With finals scheduled in another week, students on campus are cracking open the textbooks and piling up the flashcards.

According to a study done at Clemson University, college is a time of many transitions, both social and intellectual. With college-level courses typically come more intensive study habits and learning what works for each individual.

While some students work well under pressure, others have to prepare for tests a week in advance in order to be ready for an exam. With finals around the corner, students begin to get organized and focus on the questions to come and what techniques to use. But what techniques are most effective?

High school habits

“In high school I didn’t really study. I was a very C student, being more active in band. I was a band nerd, and I went to all the competitions,” Kerry Cookston, a non-traditional student with a dual major of History and English. “It was more important to learn my music than to study for my classes. But I did make it to state.”

Shena Bowman, a freshman marine biology major, agreed.

“High school was a lot different. You could just kind of pick up what you heard in class,” she said. “I didn’t study as much because I didn’t have to. Now I do,” Bowman said.

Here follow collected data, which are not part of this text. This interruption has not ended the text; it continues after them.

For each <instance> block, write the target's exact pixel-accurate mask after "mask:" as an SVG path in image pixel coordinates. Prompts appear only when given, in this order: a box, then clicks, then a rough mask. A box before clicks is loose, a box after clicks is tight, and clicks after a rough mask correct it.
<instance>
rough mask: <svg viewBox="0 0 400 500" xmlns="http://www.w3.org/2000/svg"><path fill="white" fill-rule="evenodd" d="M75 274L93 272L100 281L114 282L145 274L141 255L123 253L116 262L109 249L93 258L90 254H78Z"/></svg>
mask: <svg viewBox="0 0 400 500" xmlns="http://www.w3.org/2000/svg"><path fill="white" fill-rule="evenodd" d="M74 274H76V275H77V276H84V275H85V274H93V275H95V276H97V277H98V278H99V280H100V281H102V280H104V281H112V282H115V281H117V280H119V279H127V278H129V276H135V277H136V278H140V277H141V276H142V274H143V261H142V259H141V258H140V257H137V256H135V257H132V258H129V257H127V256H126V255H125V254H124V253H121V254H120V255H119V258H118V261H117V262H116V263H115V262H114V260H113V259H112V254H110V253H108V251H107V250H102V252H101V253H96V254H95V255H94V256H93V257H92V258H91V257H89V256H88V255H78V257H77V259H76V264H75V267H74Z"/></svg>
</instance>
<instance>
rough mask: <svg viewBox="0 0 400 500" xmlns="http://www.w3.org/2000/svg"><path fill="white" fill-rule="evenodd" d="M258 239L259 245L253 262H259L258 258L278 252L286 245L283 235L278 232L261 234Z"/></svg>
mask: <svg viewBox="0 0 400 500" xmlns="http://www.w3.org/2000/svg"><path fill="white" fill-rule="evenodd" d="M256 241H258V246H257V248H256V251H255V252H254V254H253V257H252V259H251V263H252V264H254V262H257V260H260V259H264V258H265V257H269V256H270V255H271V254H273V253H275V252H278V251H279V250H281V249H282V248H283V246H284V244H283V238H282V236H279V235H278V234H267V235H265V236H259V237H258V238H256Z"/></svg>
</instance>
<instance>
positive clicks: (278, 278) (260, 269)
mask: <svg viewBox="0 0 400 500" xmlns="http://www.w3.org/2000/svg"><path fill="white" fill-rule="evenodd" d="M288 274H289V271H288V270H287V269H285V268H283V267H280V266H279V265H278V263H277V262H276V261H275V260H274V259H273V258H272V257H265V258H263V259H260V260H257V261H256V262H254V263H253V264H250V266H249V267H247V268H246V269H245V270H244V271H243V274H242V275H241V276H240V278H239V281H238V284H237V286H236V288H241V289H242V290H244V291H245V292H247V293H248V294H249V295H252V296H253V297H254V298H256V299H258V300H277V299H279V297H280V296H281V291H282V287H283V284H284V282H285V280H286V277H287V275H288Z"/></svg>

Crystal Walker, a freshman pre-veterinary major, said she didn’t try that hard in high school either. Now, she looks over her notes “at least 20 times, if not more.”

Last-minute studying

Prisciliano Rodriguez, 22 of Dallas, said he prefers to wait until the night before the test to study.

“I go over notes and examples to try to work the problems again,” he said.

According to Rodriguez, an industrial engineering and math double major, for him it depends on the subject to determine how he will prepare for the tests. For philosophy, he said he does a lot of reading and reviewing the notes from the class.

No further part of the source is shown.